Now that we are thinking about matrix calculus and symbolic array functions [fn2], I thought it is time to finally come up with a unified derivative operator/API. Here I'm going to use "derivative" to mean scalar derivatives, gradients, jacobians--something that's a Fréchet derivative in general.

The general API I'm thinking of is:

  • ∂(x) is the "derivative with respect to x" operator, x is not restricted to being a Real symbol but can be an array of symbols, or a symbol that represents an array, or a nesting of these. See [fn3] for why ∂
  • ∂(x)(f(x)) is the derivative linear map, with an added syntax-regularizing rule that it must support right-multiplication with an element from the vector space that x is from. This allows us to return 3 as the derivative of 3x, and also return a function-like LinOp(Δ ↦ A*Δ + Δ*A) which applies the function Δ ↦ A*Δ + Δ*A by treating its right multiplicand as Δ. In the below examples, x and y are scalars, u is a vector and A is a square matrix.
    • ∂(x)(3x) = 3. -- scalar derivative
    • ∂([x, y])(x + y) = [1 1] -- gradient
    • ∂(u)(A*u) = A -- jacobian
    • ∂(A)(A*A) = LinOp(Δ ↦ A*Δ + Δ*A) which is some object that substitutes the multiplicand for Δ on right-multiplication.

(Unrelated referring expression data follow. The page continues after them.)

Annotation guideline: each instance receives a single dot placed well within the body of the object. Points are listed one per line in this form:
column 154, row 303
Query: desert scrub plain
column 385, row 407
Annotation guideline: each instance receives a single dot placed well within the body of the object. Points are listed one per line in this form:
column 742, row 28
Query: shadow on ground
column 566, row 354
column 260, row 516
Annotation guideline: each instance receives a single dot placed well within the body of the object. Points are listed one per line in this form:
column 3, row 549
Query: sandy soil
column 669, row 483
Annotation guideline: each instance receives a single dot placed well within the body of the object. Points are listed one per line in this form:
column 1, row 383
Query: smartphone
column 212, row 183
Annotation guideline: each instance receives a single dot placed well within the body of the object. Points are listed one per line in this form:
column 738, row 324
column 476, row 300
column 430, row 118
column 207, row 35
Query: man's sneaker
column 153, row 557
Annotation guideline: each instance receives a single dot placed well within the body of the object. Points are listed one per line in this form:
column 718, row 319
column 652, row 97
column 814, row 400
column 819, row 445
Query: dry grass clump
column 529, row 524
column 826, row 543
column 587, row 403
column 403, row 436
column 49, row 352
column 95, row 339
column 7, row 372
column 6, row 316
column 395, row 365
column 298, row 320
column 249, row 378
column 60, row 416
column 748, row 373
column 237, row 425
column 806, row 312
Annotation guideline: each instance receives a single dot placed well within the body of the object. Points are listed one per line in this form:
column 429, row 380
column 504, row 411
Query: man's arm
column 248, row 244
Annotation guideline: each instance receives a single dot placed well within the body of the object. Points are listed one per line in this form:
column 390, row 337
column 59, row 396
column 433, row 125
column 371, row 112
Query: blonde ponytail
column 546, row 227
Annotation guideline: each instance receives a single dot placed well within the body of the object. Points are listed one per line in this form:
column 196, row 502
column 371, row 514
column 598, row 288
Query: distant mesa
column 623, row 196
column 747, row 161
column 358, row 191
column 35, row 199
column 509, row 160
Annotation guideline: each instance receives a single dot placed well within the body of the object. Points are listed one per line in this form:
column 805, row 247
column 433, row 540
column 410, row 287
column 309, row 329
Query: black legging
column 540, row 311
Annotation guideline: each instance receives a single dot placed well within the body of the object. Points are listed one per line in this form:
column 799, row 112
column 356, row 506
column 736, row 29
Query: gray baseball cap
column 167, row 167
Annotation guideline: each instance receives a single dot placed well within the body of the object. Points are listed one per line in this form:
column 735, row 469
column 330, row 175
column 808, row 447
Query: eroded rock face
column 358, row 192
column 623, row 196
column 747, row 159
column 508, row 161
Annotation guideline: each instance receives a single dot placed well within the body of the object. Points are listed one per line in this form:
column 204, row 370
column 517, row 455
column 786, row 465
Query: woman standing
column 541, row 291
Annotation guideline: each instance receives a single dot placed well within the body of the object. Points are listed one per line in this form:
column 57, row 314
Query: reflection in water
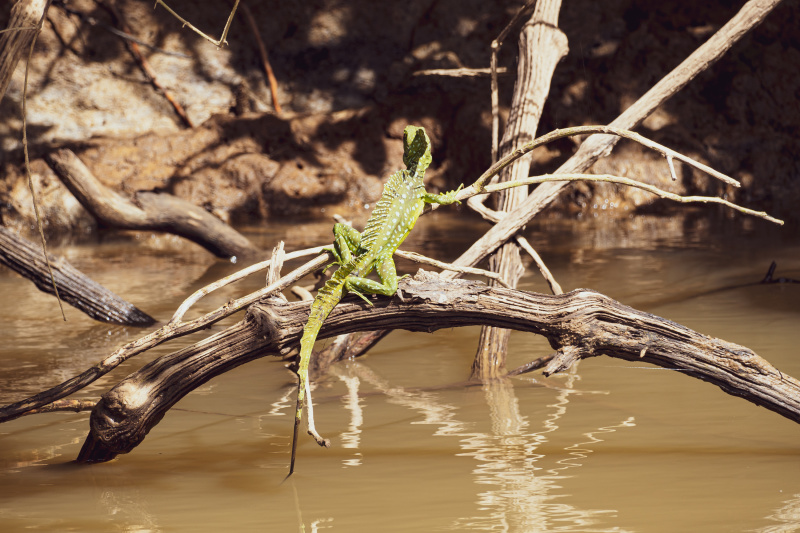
column 788, row 517
column 523, row 499
column 352, row 437
column 130, row 511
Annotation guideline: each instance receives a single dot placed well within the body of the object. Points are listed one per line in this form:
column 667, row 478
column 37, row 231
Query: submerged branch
column 77, row 289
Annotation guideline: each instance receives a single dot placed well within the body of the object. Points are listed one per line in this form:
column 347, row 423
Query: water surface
column 613, row 446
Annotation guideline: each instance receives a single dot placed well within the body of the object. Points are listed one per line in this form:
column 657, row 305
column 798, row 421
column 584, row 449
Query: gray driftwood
column 74, row 287
column 580, row 324
column 151, row 211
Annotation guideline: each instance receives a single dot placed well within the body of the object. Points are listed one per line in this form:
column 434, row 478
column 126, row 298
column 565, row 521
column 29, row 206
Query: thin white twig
column 222, row 40
column 419, row 258
column 632, row 183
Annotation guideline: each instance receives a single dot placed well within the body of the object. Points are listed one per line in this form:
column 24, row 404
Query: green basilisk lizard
column 357, row 254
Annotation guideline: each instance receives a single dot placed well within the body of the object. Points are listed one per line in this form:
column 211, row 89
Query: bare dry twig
column 217, row 43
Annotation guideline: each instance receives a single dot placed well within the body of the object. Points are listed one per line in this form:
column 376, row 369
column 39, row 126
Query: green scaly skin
column 357, row 254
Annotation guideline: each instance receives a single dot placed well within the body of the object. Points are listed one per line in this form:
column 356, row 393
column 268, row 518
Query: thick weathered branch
column 580, row 324
column 751, row 14
column 541, row 46
column 75, row 288
column 155, row 212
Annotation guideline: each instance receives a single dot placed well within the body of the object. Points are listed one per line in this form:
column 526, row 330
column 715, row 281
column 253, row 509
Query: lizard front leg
column 446, row 198
column 346, row 243
column 387, row 272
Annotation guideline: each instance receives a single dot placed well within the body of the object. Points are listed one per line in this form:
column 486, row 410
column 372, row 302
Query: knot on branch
column 429, row 286
column 271, row 319
column 565, row 357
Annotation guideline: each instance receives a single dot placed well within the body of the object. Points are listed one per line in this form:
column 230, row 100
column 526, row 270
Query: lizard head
column 416, row 149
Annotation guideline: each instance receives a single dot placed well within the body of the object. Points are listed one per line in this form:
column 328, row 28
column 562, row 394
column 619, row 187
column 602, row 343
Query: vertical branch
column 751, row 14
column 541, row 47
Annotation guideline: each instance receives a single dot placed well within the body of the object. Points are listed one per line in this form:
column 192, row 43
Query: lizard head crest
column 416, row 149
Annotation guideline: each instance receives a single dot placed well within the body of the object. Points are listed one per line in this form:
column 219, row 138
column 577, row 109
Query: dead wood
column 25, row 15
column 596, row 146
column 579, row 324
column 74, row 287
column 151, row 211
column 541, row 46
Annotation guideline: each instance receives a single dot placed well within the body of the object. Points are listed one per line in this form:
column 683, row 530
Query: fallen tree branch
column 174, row 329
column 751, row 14
column 580, row 324
column 77, row 289
column 154, row 212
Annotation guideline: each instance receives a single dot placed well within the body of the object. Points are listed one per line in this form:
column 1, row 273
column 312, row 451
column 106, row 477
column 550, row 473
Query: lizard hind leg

One possible variation on this is in [fn1].
    • ∂(..) has some recursive structure, for example--∂([A, u])(A*u) = [∂(A)(A*u) A] this object can be right-multiplied with a vector of elements of the same shape as [A, u]
    • shape information can be propagated by means of the lambda, right-multiplication/application will disallow incorrect inputs since we store sizes of symbolic arrays.

An cool consequence is ∂(x)(f(x)) * .. is the "jvp", for example, LinOp(Δ ↦ A*Δ + Δ*A) would be the jvp-calculating function. Gaurav used an example of a function x -> x[1] + x[4] whose derivative is LinOp(Δ ↦ Δ[1] + Δ[4]) which would have a smaller memory footprint than the gradient if x is a million elements (assuming ∂ could choose to get the LinOp instead of gradient). It's possible to make it so that * I "materializes" a linear operator in general, whenever possible. @YingboMa this is the API we thought of for ForwardDiff2. (TODO: think about how * would work to do chain rule in the case of LinOp).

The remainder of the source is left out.